A believer of the Jewish faith, Freiman likened the first night of Ramadan to Fridays being the night of the Jewish sabbath, where Jews study the same scripture around the world. He said the Torah reading for the evening of April 1 was about cleansing impurities, which is aligned with Ramadan being about cleansing yourself, and the Christian season of Lent that is about renewal.
“Ramadan, Shabbat (Sabbath) and the Lenten season, we are all connected, we are all brothers and sisters connected, and all religions teach you to love they neighbor,” he said.
Baig agreed there are more similarities than differences among people of different faiths.
State Assemblywoman Dr. Sadaf Jaffer, a former mayor of Montgomery Township, is one of the first Muslim Americans, and Asian American women, elected to the New Jersey Legislature.

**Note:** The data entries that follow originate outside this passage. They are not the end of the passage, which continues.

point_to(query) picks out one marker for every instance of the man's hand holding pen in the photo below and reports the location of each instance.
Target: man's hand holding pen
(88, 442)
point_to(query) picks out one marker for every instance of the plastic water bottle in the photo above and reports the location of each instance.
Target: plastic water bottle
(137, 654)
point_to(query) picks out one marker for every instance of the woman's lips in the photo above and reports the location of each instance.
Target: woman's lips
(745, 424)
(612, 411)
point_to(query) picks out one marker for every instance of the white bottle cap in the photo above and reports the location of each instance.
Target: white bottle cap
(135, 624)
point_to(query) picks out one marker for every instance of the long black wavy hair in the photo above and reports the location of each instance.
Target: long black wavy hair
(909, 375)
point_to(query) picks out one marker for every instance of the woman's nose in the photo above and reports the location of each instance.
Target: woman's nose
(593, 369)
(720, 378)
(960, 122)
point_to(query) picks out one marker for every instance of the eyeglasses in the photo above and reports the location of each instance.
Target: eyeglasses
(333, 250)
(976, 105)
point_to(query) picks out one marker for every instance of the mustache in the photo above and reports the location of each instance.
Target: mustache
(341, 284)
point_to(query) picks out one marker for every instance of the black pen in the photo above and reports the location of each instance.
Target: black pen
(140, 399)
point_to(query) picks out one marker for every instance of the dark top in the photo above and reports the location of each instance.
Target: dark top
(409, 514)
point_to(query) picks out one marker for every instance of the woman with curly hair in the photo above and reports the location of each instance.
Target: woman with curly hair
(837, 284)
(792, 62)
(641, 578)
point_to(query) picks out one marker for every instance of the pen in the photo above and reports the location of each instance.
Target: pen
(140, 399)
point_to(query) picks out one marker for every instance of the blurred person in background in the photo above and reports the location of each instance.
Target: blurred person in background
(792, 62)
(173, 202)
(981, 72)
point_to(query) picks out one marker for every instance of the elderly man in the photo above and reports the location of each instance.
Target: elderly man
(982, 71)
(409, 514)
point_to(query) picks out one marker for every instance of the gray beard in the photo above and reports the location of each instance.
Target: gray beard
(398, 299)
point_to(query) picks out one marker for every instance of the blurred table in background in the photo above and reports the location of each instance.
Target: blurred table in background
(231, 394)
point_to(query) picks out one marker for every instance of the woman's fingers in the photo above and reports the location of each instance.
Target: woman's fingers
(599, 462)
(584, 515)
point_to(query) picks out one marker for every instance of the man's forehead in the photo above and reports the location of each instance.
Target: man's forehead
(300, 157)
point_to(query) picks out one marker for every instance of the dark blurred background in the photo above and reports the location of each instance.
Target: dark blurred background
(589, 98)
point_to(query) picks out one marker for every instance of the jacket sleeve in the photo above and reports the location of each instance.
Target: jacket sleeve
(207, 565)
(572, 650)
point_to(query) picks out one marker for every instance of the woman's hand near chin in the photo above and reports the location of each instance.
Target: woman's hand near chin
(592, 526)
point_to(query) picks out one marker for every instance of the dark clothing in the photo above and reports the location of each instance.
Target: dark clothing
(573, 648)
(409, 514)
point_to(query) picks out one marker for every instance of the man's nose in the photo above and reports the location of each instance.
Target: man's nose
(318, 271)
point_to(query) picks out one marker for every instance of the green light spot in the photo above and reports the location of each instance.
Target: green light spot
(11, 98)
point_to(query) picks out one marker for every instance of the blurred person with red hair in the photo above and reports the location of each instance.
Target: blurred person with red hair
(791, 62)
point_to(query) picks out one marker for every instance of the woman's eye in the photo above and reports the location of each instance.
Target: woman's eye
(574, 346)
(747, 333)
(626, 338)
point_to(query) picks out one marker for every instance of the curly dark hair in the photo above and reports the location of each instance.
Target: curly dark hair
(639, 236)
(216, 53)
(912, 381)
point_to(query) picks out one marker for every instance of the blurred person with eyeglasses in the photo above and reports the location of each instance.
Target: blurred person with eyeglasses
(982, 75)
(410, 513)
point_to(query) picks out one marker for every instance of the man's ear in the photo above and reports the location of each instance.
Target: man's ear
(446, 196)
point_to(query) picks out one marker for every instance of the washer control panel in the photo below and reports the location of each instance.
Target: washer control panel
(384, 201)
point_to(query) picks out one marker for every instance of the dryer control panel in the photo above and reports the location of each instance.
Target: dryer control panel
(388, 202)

Jaffer joins Freiman in representing the 16th Legislative District in Somerset, Mercer, Middlesex and Hunterdon counties.
Jaffer, who said she teaches Islamic history and literature, read a poems by the poet Rumi.
“It’s about a pause in our lives, not taking things for granted, slowing down, joining the community,” she said, noting that two years of the coronavirus pandemic should have taught people to pause and take stock.
Hira Shaikh, the first Muslim woman chief of staff, who works for Jaffer, was also in attendance.
Middlesex County Commissioner Shanti Narra, who is a resident of North Brunswick, acknowledged the South Indian holiday of Ugadi, which was also beginning that evening.
She called the holiday a “reset” since it is their new year, and said it sets the tone for the entire year ahead.
“It’s important to be here tonight in a world where there so much division and so much misunderstanding,” she said, adding that she attended the Ramadan event prior to celebrating her own holiday because she wanted to show solidarity with people of all religions.
Narra also made mention of a dear friend she had growing up who, as a Muslim, did not experience the same support as children and adults have now. She said the Muslim community has grown and is now welcomed among the 25 municipalities in Middlesex County, better than in the 1970s.
To close the event, Kendall Park First Aid Squad Chief Srini Vallury recognized many members of South Brunswick emergency services.